Dad looked at me, shrugged his shoulders, and sort of half drunk said, "I'm not going."

(He weighed 235 pounds, was over 6 feet tall, and was every inch a man.) I said, "Dad, you weigh almost twice as much as I do, but you are going with me. If I have to drag you bodily, you're going with me."

I took my dad to the car and on to Marshall, Texas. On New Year's Eve night we had a Watch Night service, a blessed time. I said to my father, "Dad, are you having a good time?"

He looked at me, smiled, and great big tears rolled down his whiskered cheeks as he said, "Son, they don't have this much fun where I stay."

I took him outside the building and said, "Dad, I'm so happy! I want you to be one of my deacons. I want you to get saved."

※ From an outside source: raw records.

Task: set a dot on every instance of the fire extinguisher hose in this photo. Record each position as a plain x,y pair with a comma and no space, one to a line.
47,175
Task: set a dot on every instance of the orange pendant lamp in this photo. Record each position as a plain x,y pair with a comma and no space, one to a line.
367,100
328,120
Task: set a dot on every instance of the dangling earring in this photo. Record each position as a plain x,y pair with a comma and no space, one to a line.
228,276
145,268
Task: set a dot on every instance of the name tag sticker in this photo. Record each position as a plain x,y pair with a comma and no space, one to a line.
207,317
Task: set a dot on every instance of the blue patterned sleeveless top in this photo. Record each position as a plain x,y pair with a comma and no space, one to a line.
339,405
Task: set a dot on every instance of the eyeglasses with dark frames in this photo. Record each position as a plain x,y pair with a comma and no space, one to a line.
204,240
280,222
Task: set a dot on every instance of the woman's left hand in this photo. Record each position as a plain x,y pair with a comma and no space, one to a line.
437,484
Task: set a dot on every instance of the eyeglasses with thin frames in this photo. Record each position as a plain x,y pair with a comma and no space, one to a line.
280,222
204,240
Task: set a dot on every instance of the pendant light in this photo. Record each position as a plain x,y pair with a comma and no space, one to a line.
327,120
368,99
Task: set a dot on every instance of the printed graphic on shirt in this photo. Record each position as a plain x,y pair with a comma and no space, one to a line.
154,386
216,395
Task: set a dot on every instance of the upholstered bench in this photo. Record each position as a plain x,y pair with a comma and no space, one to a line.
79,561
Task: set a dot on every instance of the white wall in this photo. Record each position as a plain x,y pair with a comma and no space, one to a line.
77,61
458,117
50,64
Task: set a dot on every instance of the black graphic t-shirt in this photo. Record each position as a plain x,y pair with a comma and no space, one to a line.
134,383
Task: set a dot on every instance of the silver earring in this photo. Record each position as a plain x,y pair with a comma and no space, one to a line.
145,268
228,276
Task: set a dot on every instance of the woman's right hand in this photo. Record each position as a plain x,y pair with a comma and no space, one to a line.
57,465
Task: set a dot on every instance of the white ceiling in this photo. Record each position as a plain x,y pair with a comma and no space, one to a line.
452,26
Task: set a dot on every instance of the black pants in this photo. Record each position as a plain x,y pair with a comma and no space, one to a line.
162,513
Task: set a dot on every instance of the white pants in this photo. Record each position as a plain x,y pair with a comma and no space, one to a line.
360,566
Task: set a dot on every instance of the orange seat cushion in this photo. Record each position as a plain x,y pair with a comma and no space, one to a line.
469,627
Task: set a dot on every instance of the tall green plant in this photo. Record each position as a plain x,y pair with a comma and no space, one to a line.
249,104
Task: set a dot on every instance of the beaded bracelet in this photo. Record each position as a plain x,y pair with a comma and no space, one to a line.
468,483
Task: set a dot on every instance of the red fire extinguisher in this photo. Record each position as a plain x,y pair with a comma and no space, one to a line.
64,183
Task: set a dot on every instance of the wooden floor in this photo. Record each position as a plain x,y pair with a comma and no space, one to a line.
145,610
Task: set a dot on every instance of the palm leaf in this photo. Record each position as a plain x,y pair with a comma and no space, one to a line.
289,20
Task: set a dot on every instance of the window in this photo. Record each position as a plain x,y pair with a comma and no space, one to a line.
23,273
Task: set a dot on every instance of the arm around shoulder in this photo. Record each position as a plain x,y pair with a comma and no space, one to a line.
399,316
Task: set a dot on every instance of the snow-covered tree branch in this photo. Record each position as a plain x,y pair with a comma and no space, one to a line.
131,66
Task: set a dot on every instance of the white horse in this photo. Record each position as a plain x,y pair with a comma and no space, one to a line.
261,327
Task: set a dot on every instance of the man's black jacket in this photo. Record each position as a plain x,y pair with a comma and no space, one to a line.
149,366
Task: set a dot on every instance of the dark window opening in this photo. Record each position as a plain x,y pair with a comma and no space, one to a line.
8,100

Dad began to cry, "Son, I would love to be one of your deacons."

"Dad, would you receive Christ?"

He didn't receive Christ that night. The next morning I preached to him. He actually dug his fingernails into the pew as he wept and cried, but he didn't come. I closed the service and said, "He'll come tonight! He'll come tonight!"

That afternoon we went out in the pasture near the little country church. I put my arm around his big shoulders and said, "Daddy, I've always wanted you to be a Christian. I'm a preacher, a pastor; but, Dad, you drink, you curse, you are separated from Mother; our home is broken. Wouldn't you receive Christ as your Saviour?"

My dad put his arm on my shoulder, looked me in the eye and said, "Son, I'm going to do it! I'm going to do it! But I'm going to do it in the spring or early summer. I'm going to Dallas to sell out and I'm going to come to East Texas and buy a little fruit stand or grocery store and go in business down here. I'm going to hear you preach every Sunday. I'm going to receive Christ and let you baptize me."

That was January 1, 1950. I lived for the spring and the summer. Every time I baptized anyone in that little country baptistry, I pictured myself taking my big old dad and lowering him into the water and raising him in newness of life. I looked forward to that day. I longed for it. I lived for it.

On May 13 I preached a radio sermon at 9:00 a.m. Then I went out to the little parsonage in the country and sat down to read the DALLAS MORNING NEWS. The telephone rang. "Reverend Jack Hyles, please. Long distance calling." I answered, and a man on the other end of the line said, "This is Mr. Smith. Your dad just dropped dead with a heart attack on the job."

I put my head in my hands and said, "Dear God, it isn't fair! It isn't fair! I've been trying to get folks right with God, and now my own dad has died and as far as I know was unprepared."

I wept and prayed as I went to Dallas, Texas, and followed the hearse down to the little cemetery in Italy, Texas, and watched them put my dad's body in the grave. A few days later I went back and knelt on the mound under which my daddy's body rested and said, "Dear Lord, You help me and I'll preach every Sunday like my dad was in the crowd."

Now I never go to bed on Saturday night without taking the only picture of my dad that I have, looking at it and saying, "Dear Jesus, tomorrow when I preach, I want to preach like Dad was in the service."

I have tried to keep that promise. How important soul winning is, and how important it is to make every service an evangelistic service.